Ternyata masmin @momo_DM masih melanjutkan bagi-bagi judul FF. Yasud saya terima saja tantangannya, Alhamdulillah bisa dijadikan pengalihan dari pekerjaan kantor yang super duper riweuh karena satu (lagi) teman saya resign.

Seperti biasa, saya coba sambungkan dari cerita kemarin. Dan, seperti biasa juga, saya masih belum tahu akan dibawa cerita ini dan kelak dia berakhir seperti apa. Tapi mudah-mudahan saja bisa dinikmati teman-teman yang tak sengaja nyasar ke sini ya he he he he.

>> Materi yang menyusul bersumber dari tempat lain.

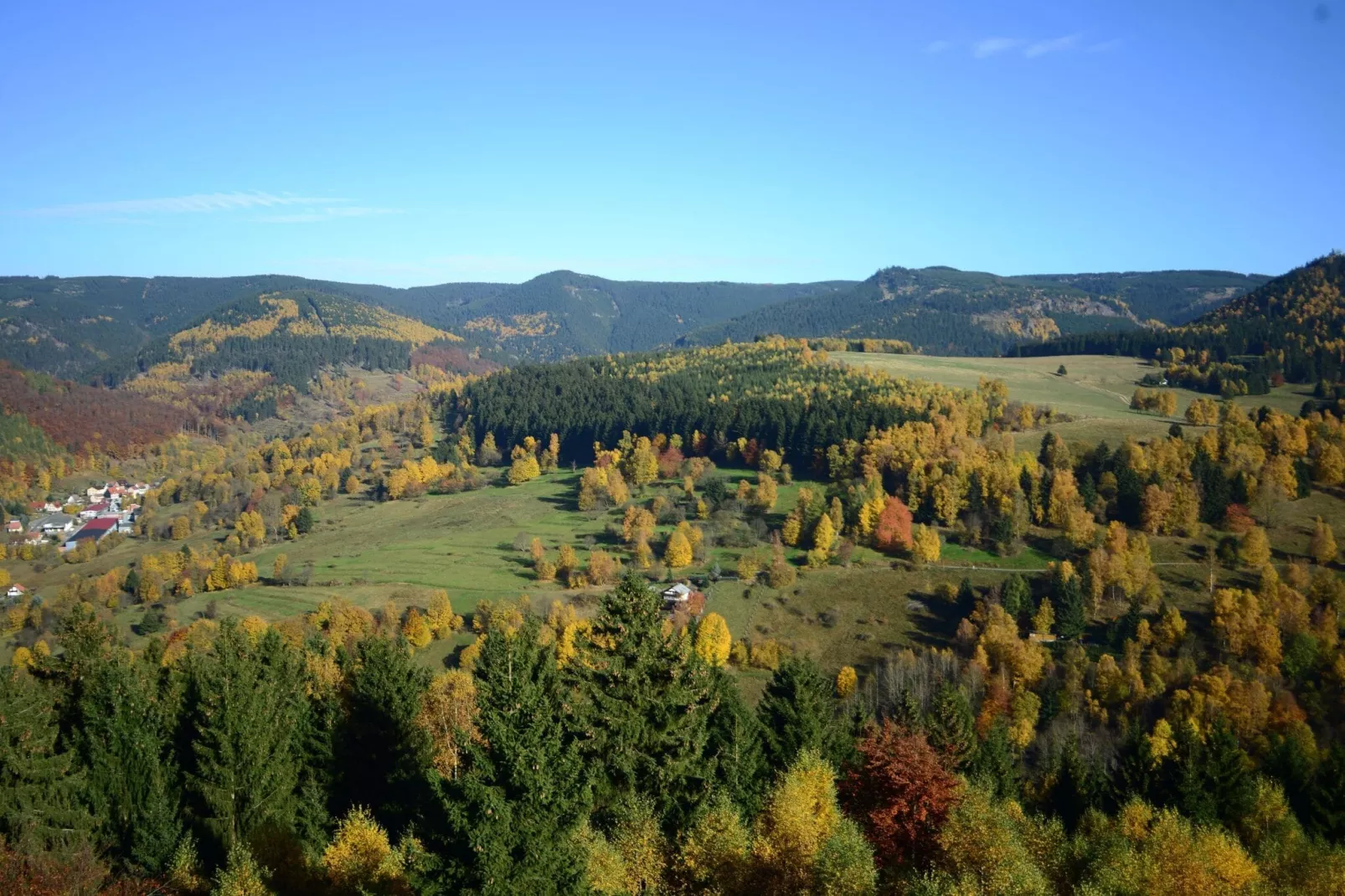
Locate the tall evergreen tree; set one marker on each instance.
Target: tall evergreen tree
(950, 724)
(40, 806)
(244, 707)
(382, 754)
(993, 765)
(647, 705)
(734, 747)
(1327, 800)
(523, 790)
(799, 712)
(126, 729)
(1071, 608)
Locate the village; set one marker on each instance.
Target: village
(89, 517)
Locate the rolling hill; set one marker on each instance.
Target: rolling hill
(956, 312)
(81, 326)
(1291, 327)
(71, 326)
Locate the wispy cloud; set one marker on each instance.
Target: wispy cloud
(993, 46)
(1054, 44)
(197, 203)
(311, 215)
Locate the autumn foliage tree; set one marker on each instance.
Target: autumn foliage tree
(894, 529)
(901, 793)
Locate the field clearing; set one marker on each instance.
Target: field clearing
(1096, 389)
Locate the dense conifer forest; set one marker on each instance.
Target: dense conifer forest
(1287, 330)
(1157, 709)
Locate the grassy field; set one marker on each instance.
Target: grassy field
(1095, 390)
(474, 545)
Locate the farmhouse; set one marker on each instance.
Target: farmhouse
(95, 529)
(683, 598)
(93, 510)
(54, 525)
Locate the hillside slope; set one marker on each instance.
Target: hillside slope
(950, 311)
(1291, 326)
(290, 335)
(71, 326)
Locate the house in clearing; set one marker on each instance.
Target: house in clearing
(54, 525)
(95, 529)
(681, 598)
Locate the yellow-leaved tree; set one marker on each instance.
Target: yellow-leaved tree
(440, 616)
(416, 630)
(925, 545)
(803, 844)
(1324, 543)
(361, 857)
(1255, 548)
(846, 681)
(678, 552)
(713, 639)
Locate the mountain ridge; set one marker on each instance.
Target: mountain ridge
(73, 326)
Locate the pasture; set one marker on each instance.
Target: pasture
(1095, 389)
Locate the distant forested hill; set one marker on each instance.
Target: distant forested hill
(75, 326)
(564, 314)
(950, 311)
(71, 326)
(1291, 327)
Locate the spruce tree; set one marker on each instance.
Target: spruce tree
(40, 806)
(1071, 608)
(799, 712)
(1327, 798)
(382, 755)
(1227, 774)
(993, 765)
(647, 705)
(124, 738)
(1079, 785)
(244, 704)
(1016, 596)
(734, 747)
(523, 790)
(951, 725)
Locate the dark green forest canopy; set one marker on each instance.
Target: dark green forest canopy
(75, 326)
(1293, 326)
(781, 394)
(965, 312)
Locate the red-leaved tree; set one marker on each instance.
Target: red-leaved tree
(894, 529)
(900, 793)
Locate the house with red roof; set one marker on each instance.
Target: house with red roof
(95, 529)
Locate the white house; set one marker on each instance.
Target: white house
(55, 523)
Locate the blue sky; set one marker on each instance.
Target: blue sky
(776, 142)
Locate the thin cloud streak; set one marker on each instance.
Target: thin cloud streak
(197, 203)
(993, 46)
(1043, 48)
(328, 214)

Silahkan baca yang sebelumnya di sini.

***

Teruntuk Seruni

Kamu sudah tahu aku bukan pujangga
Kamu pun pasti mengerti aku tak pintar berkata-kata
Tapi izinkan aku untuk meminta
Biarkan aku mencintaimu selamanya

Secarik kertas di tanganku ini telah memburam. Tak bisa membohongi waktu yang telah berlari melewatinya. Atau, mungkin itu karena aku yang terlampau sering membacanya.

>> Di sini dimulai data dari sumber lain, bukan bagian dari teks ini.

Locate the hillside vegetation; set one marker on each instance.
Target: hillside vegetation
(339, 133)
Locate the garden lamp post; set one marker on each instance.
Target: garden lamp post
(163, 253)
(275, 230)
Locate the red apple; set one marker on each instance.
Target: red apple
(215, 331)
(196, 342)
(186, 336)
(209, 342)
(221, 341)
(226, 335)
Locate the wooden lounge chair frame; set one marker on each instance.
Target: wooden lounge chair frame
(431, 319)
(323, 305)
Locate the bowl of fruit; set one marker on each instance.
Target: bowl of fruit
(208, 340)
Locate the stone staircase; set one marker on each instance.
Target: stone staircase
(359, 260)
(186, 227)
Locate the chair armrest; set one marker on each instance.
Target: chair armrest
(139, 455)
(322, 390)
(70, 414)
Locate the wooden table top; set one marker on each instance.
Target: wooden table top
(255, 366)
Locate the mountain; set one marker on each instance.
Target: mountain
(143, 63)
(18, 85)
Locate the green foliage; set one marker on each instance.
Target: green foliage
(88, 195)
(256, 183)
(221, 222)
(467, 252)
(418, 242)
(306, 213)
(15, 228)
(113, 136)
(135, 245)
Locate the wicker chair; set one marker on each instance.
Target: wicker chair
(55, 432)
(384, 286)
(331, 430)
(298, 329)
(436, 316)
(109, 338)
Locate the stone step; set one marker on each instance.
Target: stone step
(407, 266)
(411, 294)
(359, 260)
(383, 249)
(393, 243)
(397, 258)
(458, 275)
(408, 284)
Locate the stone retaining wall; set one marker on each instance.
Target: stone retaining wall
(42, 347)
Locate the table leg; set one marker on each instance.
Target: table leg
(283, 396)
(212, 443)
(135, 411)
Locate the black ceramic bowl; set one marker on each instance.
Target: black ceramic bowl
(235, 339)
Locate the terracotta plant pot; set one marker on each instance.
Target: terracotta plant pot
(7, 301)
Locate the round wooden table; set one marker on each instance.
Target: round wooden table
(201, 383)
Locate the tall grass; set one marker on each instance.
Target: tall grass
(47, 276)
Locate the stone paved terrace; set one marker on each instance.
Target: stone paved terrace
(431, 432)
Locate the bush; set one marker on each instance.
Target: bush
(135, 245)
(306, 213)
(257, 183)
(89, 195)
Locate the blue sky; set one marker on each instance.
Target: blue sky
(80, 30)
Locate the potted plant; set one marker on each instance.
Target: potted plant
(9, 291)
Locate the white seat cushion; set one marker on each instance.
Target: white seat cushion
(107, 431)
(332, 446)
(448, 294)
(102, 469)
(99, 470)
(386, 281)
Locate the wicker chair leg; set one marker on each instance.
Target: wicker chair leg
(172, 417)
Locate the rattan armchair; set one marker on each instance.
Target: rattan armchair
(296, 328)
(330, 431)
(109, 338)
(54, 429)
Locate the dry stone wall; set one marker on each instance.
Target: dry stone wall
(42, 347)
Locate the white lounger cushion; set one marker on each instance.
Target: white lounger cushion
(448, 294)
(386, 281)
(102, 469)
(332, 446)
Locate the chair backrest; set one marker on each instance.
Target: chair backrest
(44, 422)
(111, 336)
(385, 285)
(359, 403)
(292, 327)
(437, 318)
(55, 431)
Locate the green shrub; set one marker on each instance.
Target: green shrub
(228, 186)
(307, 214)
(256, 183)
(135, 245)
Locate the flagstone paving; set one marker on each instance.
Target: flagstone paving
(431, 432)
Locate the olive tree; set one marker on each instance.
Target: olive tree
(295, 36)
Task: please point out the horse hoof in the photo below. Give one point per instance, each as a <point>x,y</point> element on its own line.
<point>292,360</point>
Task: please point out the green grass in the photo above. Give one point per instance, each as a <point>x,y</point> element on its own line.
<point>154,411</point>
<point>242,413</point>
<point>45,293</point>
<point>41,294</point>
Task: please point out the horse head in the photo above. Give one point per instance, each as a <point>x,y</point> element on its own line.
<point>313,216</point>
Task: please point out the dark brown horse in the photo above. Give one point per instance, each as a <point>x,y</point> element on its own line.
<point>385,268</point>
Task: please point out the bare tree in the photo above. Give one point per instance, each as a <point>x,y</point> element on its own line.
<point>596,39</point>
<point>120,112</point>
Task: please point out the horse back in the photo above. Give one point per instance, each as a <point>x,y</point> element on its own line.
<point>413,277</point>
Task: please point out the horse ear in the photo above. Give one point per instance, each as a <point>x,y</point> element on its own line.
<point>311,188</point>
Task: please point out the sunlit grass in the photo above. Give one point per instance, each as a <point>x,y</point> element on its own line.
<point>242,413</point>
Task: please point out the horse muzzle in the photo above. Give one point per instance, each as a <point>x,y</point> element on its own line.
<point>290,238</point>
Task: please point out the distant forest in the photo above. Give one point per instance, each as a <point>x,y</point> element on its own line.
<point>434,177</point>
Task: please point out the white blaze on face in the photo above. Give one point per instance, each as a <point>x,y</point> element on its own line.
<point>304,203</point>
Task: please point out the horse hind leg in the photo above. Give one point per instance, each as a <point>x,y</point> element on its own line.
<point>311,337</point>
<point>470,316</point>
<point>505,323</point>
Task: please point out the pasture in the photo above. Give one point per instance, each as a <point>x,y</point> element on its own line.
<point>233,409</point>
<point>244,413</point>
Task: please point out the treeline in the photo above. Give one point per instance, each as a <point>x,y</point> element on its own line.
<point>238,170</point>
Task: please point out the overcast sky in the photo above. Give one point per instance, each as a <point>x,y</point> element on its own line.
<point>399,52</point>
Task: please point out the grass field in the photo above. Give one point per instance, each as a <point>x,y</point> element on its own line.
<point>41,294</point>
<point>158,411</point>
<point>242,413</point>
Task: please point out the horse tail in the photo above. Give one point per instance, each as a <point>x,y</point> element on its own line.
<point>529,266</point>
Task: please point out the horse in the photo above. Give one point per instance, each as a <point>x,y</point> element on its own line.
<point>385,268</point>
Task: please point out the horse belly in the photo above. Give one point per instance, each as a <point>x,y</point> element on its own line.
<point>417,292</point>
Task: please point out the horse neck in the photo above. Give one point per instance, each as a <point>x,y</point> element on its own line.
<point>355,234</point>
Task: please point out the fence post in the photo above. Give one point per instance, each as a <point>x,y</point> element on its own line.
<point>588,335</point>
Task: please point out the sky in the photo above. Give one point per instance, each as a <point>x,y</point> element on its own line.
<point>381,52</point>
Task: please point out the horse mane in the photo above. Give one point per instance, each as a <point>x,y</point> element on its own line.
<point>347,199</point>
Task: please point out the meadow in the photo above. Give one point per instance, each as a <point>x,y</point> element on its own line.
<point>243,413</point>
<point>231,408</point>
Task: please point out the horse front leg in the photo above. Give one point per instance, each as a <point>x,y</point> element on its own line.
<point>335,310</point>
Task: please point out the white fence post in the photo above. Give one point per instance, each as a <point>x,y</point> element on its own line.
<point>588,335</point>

“Kak, baca puisi-nya mas Ghani lagi yah?”

“Iya Del.” Sahutku salah tingkah, malu karena tertangkap basah. “Kamu kapan datang?”

“Barusan.” Kini gadis itu menemaniku duduk, menikmati danau di hadapan kami yang beriak lembut tersapa angin. “Tapi mas Ghani juga sepertinya tidak bisa melupakan kakak tuh.”

“Jadi kamu berhasil?” Delia hanya mengangguk. “Kalian sudah jadian?” Lagi-lagi Delia mengangguk. Rencanaku berhasil dengan sempurna, tinggal menunggu langkah berikutnya.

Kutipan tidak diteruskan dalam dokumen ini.